All integer conversion rules also remove possible trailing blanks as ABAP will add a trailing blank during conversion of a positive integer into a string. (A negative integer will get a trailing minus sign.) There is also a special conversion type ‘INT: remove trailing blanks’ available to remove trailing blanks only.
RESTRICTION
There is one restriction for integer comparison key fields: Integers with negative content cannot be used as comparison key fields as the correct sort order cannot be granted.
Decimal floating point number comparison key fields
For integer comparison key fields, conversion is required unless all field contents have the same number of integer places. For example, in the unlikely case of only field contents with two integer places, like 11, 21, 34, 54, no conversion is required, but in the usual case of field contents with a different number of integer places, like 3, 4, 22 and 100, conversion is required.
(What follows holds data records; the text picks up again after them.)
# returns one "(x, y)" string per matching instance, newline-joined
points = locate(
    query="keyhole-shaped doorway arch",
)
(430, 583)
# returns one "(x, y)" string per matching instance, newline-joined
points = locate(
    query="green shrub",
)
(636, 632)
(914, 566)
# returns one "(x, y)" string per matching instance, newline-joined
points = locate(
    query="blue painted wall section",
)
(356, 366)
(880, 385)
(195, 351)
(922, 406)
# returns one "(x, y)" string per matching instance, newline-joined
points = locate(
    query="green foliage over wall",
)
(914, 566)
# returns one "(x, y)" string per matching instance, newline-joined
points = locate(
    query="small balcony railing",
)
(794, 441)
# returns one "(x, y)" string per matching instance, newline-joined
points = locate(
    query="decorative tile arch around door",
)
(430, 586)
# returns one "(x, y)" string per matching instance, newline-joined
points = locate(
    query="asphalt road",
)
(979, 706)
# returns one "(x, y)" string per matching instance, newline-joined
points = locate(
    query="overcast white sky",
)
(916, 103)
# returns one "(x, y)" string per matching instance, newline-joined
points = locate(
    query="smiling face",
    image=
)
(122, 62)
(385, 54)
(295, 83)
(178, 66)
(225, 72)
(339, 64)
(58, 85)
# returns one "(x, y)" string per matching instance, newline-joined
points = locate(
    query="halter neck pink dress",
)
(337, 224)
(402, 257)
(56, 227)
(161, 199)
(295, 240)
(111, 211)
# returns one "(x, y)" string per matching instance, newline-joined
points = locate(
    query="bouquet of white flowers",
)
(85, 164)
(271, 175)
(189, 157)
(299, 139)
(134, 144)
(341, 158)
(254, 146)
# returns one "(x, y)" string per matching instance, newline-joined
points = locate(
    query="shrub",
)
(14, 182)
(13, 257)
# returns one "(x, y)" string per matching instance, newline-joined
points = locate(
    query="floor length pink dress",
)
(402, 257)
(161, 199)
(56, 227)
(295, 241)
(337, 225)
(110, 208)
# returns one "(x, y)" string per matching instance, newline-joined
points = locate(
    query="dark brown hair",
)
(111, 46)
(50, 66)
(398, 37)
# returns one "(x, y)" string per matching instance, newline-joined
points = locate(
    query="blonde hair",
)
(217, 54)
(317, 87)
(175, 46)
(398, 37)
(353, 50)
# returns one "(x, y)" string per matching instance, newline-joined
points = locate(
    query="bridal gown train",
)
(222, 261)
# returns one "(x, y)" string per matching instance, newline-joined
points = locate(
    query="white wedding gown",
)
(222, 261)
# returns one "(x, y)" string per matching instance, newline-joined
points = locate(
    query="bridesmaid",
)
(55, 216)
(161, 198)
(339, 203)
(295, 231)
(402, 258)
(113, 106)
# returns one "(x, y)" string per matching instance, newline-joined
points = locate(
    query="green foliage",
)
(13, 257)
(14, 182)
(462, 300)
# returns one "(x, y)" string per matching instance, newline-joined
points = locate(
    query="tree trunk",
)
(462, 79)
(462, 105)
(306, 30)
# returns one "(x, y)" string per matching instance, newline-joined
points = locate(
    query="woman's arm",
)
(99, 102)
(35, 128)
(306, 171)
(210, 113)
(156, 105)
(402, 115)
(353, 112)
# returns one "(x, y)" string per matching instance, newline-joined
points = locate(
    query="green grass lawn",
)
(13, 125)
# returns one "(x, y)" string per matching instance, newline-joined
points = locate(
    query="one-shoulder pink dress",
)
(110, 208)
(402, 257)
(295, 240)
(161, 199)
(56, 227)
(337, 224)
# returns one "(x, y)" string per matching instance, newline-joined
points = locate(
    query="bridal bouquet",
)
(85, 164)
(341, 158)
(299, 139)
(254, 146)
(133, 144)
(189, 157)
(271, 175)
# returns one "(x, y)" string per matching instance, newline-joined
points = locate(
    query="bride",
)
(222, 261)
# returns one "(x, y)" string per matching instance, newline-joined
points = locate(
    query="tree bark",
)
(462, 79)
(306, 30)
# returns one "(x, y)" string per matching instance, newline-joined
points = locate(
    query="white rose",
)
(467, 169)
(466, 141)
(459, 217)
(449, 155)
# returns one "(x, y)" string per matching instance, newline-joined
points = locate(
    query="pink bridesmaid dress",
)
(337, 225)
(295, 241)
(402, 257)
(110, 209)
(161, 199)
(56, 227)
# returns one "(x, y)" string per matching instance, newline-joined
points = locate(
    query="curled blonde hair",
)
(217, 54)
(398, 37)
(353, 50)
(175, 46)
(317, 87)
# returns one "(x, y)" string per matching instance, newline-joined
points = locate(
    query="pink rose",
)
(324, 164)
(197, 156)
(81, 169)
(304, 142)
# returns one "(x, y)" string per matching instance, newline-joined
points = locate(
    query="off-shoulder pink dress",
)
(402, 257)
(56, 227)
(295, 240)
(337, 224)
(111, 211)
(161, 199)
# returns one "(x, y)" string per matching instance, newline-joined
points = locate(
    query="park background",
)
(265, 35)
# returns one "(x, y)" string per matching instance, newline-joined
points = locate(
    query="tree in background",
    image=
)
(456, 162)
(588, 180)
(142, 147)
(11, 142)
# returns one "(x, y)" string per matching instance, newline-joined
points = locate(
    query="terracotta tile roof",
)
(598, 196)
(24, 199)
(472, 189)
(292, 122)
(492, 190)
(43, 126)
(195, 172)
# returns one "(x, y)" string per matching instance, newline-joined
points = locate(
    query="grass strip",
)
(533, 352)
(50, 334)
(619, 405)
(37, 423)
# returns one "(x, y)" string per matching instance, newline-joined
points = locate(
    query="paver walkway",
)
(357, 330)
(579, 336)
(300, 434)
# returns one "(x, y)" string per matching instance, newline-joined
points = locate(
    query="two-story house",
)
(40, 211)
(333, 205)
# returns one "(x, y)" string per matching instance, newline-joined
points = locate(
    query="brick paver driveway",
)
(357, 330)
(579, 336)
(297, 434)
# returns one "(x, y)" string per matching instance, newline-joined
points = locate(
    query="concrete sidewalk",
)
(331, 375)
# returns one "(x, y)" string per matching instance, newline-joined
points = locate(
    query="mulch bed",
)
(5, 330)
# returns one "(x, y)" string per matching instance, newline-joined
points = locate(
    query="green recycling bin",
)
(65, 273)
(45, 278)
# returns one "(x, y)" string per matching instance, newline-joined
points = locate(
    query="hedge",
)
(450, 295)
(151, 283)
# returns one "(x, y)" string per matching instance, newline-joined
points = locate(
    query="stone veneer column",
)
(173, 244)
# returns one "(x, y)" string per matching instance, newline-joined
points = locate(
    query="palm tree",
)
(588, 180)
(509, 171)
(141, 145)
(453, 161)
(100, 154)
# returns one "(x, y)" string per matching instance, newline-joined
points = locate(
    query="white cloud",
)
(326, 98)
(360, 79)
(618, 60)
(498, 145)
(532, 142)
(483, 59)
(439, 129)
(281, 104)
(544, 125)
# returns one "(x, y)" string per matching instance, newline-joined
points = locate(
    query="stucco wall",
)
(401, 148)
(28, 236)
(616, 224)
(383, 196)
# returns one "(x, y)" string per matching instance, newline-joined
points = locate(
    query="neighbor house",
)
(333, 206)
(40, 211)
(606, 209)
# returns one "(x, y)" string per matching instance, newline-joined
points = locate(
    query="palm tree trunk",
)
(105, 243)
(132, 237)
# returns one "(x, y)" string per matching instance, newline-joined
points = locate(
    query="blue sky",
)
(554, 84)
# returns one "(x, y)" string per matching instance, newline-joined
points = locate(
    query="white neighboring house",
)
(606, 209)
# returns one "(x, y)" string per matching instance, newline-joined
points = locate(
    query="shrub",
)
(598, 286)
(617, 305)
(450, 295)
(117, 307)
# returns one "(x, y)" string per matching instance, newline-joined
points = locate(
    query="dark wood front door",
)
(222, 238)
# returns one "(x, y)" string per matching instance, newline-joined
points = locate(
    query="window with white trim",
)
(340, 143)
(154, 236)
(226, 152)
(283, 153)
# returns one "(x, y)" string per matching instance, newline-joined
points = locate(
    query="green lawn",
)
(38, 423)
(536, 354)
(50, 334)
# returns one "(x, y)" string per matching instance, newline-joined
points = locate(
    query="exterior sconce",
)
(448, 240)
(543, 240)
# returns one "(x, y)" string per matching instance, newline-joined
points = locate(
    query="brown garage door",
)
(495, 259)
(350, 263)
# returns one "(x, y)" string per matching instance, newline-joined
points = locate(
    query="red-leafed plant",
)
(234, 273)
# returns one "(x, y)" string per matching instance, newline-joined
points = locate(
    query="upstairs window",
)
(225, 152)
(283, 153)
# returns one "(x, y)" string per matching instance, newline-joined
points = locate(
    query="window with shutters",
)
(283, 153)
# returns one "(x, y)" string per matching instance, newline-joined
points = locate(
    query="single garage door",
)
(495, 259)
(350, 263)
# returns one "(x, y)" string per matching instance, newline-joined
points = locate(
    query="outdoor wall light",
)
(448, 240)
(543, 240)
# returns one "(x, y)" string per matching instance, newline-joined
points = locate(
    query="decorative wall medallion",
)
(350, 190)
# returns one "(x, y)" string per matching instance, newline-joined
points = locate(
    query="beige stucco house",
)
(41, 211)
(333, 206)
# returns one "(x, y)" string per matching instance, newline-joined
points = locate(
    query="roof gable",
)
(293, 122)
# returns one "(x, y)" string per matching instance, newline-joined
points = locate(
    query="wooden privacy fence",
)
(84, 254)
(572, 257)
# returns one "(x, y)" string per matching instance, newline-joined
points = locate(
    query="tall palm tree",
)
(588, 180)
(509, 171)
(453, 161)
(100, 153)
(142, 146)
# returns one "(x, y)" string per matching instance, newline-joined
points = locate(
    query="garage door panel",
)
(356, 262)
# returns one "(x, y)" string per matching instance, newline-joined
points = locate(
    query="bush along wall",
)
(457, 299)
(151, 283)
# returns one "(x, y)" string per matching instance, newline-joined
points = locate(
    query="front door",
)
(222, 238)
There are specific build-in conversion types for integers, all with a label starting with ‘INT’. There are conversion types to fill the field contents with leading zeros up to a fixed number of integer places like ‘INT: length 2’, ‘INT: length 3’, etc. and there are conversion types to fill the field contents with leading zeros up to the length specified for the data type in one of the source systems, ‘INT: length source 1’ and ‘INT: length source 2’.
Example
A decimal floating point number key field has length 15 and 3 decimals in source 1 and length 3 and 1 decimal in source 2. This means that you could choose conversion type ‘DEC: length source 2, dec. s.2’ as in the following screenshot or alternatively all other ‘DEC: length source x, dec. s.x’ which would have the same effect in this example. Please note that conversion is required for both sources as otherwise there will be no leading and trailing zeros as required for the correct sort order.
There is one restriction for decimal floating point number comparison key fields: Decimal floating point numbers with negative content cannot be used as comparison key fields as the correct sort order cannot be granted.
UUID/GUID comparison key fields
For UUID/GUID comparison key fields, conversion is not required as long as the UUID/GUID format is either binary 16 or character 32. These UUID/GUID formats are automatically extracted as character 32 UUIDs/GUIDs and the correct sort order should be given.
There are specific built-in conversion types for character 22 or character 26 UUID/GUID formats, all starting with ‘UUID’.
Comparison fields (no keys)
Comparison data fields that are not used as comparison key fields do not necessarily require conversion as there is no such thing like the correct sort order checked. Conversion is only required if there are specific mapping rules between the fields.
Example 1
When data is transferred from a field in source system 1 to a field in source system 2, the third of three decimal places is cut off. You can use the built-in conversion type ‘DEC: decrease to 2 decimals’ for source system 1 in this case to cut off the third decimal place of the field content in source system 1.
Example 2
Data in a field in source system 1 is case sensitive whereas the data in the corresponding field in source system 2 is in upper case letters only. You can use the built-in conversion type ‘CASE: convert into upper case’ for source system 1 in this case to convert the field content in source system 1 to upper case.